Clark, South Dakota Resident Henry T. Desnoyers Honored for Contributions
to National Weather Service Volunteer Observer Program
Pictured for left to right: Jim scarlett (MIC), Tim Kearns (DAPM), Ken Gillespie (HMT), Glenn Nielsen (HMT), Henry Desnoyers, Barb Desnoyers (Henry's Wife), Dr. Dennis Todey (State Climatologist), Kathy Desnoyers (Henry's Sister)
Recognizing 25 years of service to America, NOAA’s National Weather Service has named Clark resident H.T. Desnoyers as a 2009 recipient of the agency’s John Campanius Holm Award for outstanding service in the Cooperative Weather Observer Program. The award is the agency’s second most prestigious and only 25 are presented this year to cooperative weather observers from around the country.
James Scarlett of the Aberdeen weather forecast office will present the award during a ceremony held at 2pm on August 28 in Clark. Tim Kearns of the Aberdeen office nominated Mr.
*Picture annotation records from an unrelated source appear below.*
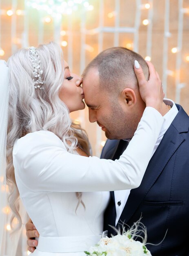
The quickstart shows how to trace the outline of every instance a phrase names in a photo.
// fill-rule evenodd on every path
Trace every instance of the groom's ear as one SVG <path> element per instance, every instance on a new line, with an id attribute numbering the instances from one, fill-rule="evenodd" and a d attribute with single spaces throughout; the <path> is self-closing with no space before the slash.
<path id="1" fill-rule="evenodd" d="M 134 91 L 130 88 L 125 88 L 121 93 L 121 99 L 127 107 L 134 106 L 136 103 L 136 97 Z"/>

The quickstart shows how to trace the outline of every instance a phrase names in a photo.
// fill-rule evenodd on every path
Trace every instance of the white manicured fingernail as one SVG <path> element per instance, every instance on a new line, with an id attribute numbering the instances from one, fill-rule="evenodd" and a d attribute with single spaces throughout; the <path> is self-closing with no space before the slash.
<path id="1" fill-rule="evenodd" d="M 137 61 L 135 61 L 135 66 L 137 70 L 140 67 L 140 65 Z"/>

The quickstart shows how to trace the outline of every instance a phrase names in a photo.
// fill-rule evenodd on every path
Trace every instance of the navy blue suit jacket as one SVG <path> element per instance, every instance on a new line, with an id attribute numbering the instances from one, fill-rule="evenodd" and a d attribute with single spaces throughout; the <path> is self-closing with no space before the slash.
<path id="1" fill-rule="evenodd" d="M 153 256 L 187 256 L 189 252 L 189 117 L 178 113 L 151 158 L 140 186 L 131 191 L 118 222 L 131 226 L 142 215 Z M 126 145 L 108 140 L 101 158 L 118 158 Z M 104 229 L 115 234 L 114 193 L 105 213 Z M 118 227 L 117 225 L 117 227 Z"/>

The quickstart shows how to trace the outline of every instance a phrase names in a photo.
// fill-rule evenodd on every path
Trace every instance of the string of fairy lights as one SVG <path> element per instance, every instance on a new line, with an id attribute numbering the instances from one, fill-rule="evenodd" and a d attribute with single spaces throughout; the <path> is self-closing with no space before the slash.
<path id="1" fill-rule="evenodd" d="M 111 11 L 106 13 L 107 17 L 110 20 L 114 20 L 114 26 L 107 27 L 105 25 L 104 16 L 105 0 L 99 0 L 99 16 L 98 25 L 97 27 L 92 29 L 87 29 L 87 20 L 86 18 L 86 13 L 91 12 L 93 15 L 93 11 L 94 9 L 95 5 L 91 4 L 92 0 L 22 0 L 24 3 L 24 8 L 22 9 L 17 9 L 18 0 L 11 0 L 12 7 L 9 9 L 4 8 L 2 2 L 0 1 L 0 31 L 1 30 L 2 17 L 7 17 L 10 19 L 11 23 L 11 54 L 17 49 L 18 47 L 27 47 L 29 45 L 29 20 L 28 13 L 31 10 L 35 9 L 39 11 L 40 13 L 41 22 L 39 23 L 38 43 L 39 44 L 43 42 L 43 34 L 44 25 L 53 22 L 54 26 L 54 40 L 59 43 L 63 47 L 67 47 L 68 53 L 68 61 L 69 66 L 71 70 L 73 61 L 73 36 L 71 20 L 68 19 L 69 24 L 67 30 L 62 29 L 62 24 L 63 24 L 62 17 L 74 15 L 76 12 L 82 12 L 80 22 L 80 32 L 81 34 L 80 43 L 80 73 L 82 72 L 86 65 L 86 54 L 87 52 L 92 53 L 94 52 L 94 47 L 87 43 L 87 36 L 96 35 L 98 38 L 98 49 L 100 52 L 103 49 L 104 33 L 113 33 L 114 38 L 112 46 L 118 46 L 120 44 L 120 35 L 121 34 L 131 34 L 133 35 L 133 40 L 128 40 L 125 46 L 127 48 L 133 49 L 136 52 L 138 52 L 140 42 L 139 30 L 141 26 L 147 27 L 147 44 L 146 55 L 145 59 L 150 61 L 152 58 L 152 35 L 153 27 L 153 17 L 154 12 L 154 2 L 156 0 L 146 0 L 146 2 L 143 0 L 135 0 L 136 8 L 135 13 L 133 13 L 134 24 L 133 27 L 123 27 L 120 26 L 120 17 L 119 15 L 120 9 L 120 1 L 115 0 L 114 9 Z M 162 63 L 162 81 L 164 86 L 164 90 L 167 94 L 167 80 L 169 76 L 174 77 L 175 80 L 176 101 L 179 103 L 180 98 L 180 93 L 182 89 L 185 86 L 185 83 L 180 81 L 180 67 L 182 62 L 189 63 L 189 53 L 184 56 L 183 60 L 182 55 L 182 37 L 183 21 L 186 15 L 189 13 L 189 6 L 188 8 L 183 7 L 183 0 L 178 0 L 178 8 L 179 10 L 178 19 L 178 32 L 177 42 L 175 42 L 175 45 L 172 48 L 169 46 L 169 39 L 171 37 L 171 34 L 169 30 L 169 14 L 170 9 L 170 0 L 165 1 L 164 13 L 164 27 L 163 37 L 163 58 Z M 147 11 L 147 15 L 145 18 L 141 19 L 143 11 Z M 20 17 L 23 17 L 24 18 L 24 26 L 22 37 L 18 38 L 16 36 L 16 20 Z M 65 36 L 67 36 L 67 40 L 64 39 Z M 2 38 L 0 33 L 0 58 L 3 58 L 6 55 L 6 49 L 2 47 Z M 169 70 L 168 69 L 168 55 L 169 53 L 176 55 L 176 65 L 174 70 Z M 80 111 L 78 117 L 74 121 L 76 124 L 81 123 L 82 126 L 85 128 L 85 113 L 84 111 Z M 96 127 L 96 141 L 95 144 L 95 155 L 99 156 L 103 147 L 105 143 L 102 138 L 102 133 L 100 128 Z M 2 184 L 2 177 L 0 177 L 0 184 Z M 1 191 L 8 191 L 8 187 L 2 185 Z M 9 223 L 10 219 L 11 211 L 9 207 L 7 206 L 2 210 L 3 213 L 7 217 L 7 222 L 5 225 L 5 229 L 7 233 L 11 231 L 11 227 Z M 10 243 L 10 242 L 9 242 Z M 29 255 L 29 252 L 26 250 L 26 245 L 22 248 L 23 255 Z M 16 252 L 15 252 L 16 253 Z M 8 253 L 4 254 L 8 255 Z M 15 256 L 12 254 L 11 256 Z"/>

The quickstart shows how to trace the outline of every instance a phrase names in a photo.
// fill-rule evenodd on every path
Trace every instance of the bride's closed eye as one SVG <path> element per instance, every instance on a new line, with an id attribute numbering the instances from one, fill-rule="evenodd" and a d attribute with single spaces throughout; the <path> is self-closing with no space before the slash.
<path id="1" fill-rule="evenodd" d="M 66 79 L 68 80 L 71 80 L 73 78 L 73 76 L 68 76 L 68 77 L 67 77 Z"/>

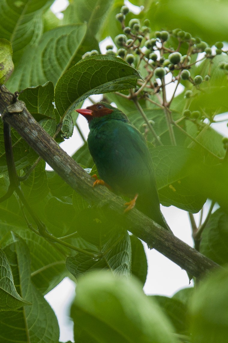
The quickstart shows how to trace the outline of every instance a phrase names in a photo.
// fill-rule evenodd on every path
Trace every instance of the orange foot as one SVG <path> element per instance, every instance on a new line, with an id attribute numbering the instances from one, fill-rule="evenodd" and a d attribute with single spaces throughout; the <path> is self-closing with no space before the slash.
<path id="1" fill-rule="evenodd" d="M 135 202 L 136 202 L 136 199 L 138 198 L 138 194 L 136 194 L 135 196 L 135 197 L 132 200 L 131 200 L 129 202 L 125 202 L 124 204 L 124 205 L 127 206 L 128 207 L 126 209 L 124 210 L 124 213 L 126 213 L 126 212 L 128 212 L 128 211 L 130 211 L 130 210 L 132 210 L 135 207 Z"/>
<path id="2" fill-rule="evenodd" d="M 97 185 L 102 185 L 103 186 L 105 186 L 105 187 L 107 187 L 107 188 L 111 189 L 111 187 L 109 185 L 108 185 L 108 184 L 106 184 L 106 182 L 105 182 L 103 180 L 100 180 L 100 179 L 97 178 L 96 174 L 94 174 L 93 175 L 92 175 L 92 177 L 93 177 L 94 179 L 96 179 L 95 181 L 93 182 L 93 187 L 95 187 L 95 186 L 96 186 Z"/>

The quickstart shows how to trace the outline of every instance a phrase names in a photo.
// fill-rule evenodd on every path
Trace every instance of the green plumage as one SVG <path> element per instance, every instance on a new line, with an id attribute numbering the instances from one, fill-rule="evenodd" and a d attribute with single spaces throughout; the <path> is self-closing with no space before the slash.
<path id="1" fill-rule="evenodd" d="M 160 210 L 152 161 L 144 138 L 119 110 L 103 103 L 98 105 L 113 110 L 102 116 L 87 118 L 89 148 L 100 178 L 117 194 L 132 199 L 138 193 L 136 208 L 170 230 Z"/>

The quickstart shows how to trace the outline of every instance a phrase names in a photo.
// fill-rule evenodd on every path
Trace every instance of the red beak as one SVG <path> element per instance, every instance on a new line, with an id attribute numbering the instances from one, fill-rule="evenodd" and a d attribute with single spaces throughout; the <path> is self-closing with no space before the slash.
<path id="1" fill-rule="evenodd" d="M 75 110 L 76 112 L 80 113 L 80 114 L 82 114 L 84 117 L 85 117 L 86 116 L 93 115 L 93 111 L 92 110 L 88 109 L 87 108 L 78 108 L 78 109 L 76 109 Z"/>

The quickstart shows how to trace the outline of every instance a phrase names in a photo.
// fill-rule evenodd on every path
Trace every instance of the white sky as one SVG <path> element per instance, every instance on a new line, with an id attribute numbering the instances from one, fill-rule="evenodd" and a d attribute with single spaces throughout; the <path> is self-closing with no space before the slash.
<path id="1" fill-rule="evenodd" d="M 127 3 L 129 4 L 129 2 L 125 2 L 126 4 Z M 63 14 L 59 12 L 66 8 L 68 3 L 67 0 L 56 0 L 52 6 L 52 10 L 58 17 L 62 17 Z M 134 7 L 135 13 L 138 10 L 138 8 Z M 109 43 L 110 40 L 107 41 L 106 39 L 101 45 L 100 48 L 102 52 L 105 52 L 105 47 Z M 180 85 L 179 92 L 182 91 L 182 87 Z M 169 90 L 167 90 L 168 92 Z M 172 90 L 171 88 L 170 94 Z M 101 97 L 99 95 L 94 96 L 93 98 L 99 101 Z M 90 104 L 89 100 L 86 100 L 83 107 Z M 228 118 L 227 114 L 223 115 L 226 116 L 225 117 Z M 222 119 L 221 116 L 219 119 Z M 82 116 L 79 116 L 77 123 L 85 136 L 87 137 L 89 128 L 86 120 Z M 213 125 L 214 128 L 224 135 L 228 137 L 228 128 L 224 122 Z M 61 143 L 61 146 L 69 155 L 72 155 L 82 144 L 81 138 L 77 130 L 75 130 L 72 137 Z M 207 208 L 210 203 L 209 201 L 207 202 Z M 161 209 L 174 234 L 192 246 L 187 213 L 173 206 L 161 206 Z M 199 220 L 199 216 L 198 214 L 195 215 L 197 220 Z M 147 278 L 144 288 L 146 294 L 172 296 L 179 289 L 189 286 L 188 279 L 184 270 L 182 270 L 178 266 L 154 249 L 150 250 L 146 244 L 144 246 L 148 263 Z M 60 340 L 64 342 L 68 340 L 73 341 L 72 323 L 69 320 L 68 315 L 69 305 L 74 296 L 75 287 L 74 283 L 68 278 L 66 278 L 45 296 L 56 315 L 61 330 Z"/>

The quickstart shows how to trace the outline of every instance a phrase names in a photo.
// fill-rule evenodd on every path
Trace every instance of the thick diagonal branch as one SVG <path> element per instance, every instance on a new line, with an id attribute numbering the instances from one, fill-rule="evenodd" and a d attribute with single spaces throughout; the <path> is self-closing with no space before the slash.
<path id="1" fill-rule="evenodd" d="M 10 100 L 8 94 L 0 94 L 0 113 L 3 113 Z M 90 203 L 107 206 L 113 212 L 113 220 L 124 220 L 129 231 L 188 273 L 200 277 L 212 268 L 218 267 L 136 209 L 124 214 L 122 198 L 105 187 L 93 188 L 93 181 L 90 175 L 60 147 L 26 108 L 19 114 L 10 114 L 5 110 L 2 119 L 14 128 L 36 152 L 82 197 Z"/>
Desnoyers for the award.
The National Weather Service’s Cooperative Weather Observer Program has given scientists and researchers continuous observational data since the program’s inception more than a century ago. Today, some 11,700 volunteer observers participate in the nationwide program to provide daily reports on temperature, precipitation and other weather factors such as snow depth, river levels and soil temperature.
The Clark, SD station is part of the nation's Historical Climate Network due to its quality data and long period of record. The Clark SD COOP site has been run off and on by the Desnoyers family for the last 57 years. In May of 1952, Henry's father became the Clark observer. With the help of his sister, they took observations as a family until 1961 when Henry's father passed away. Henry's sister, Kathy, took over full responsibility until she moved away to attend college in 1964.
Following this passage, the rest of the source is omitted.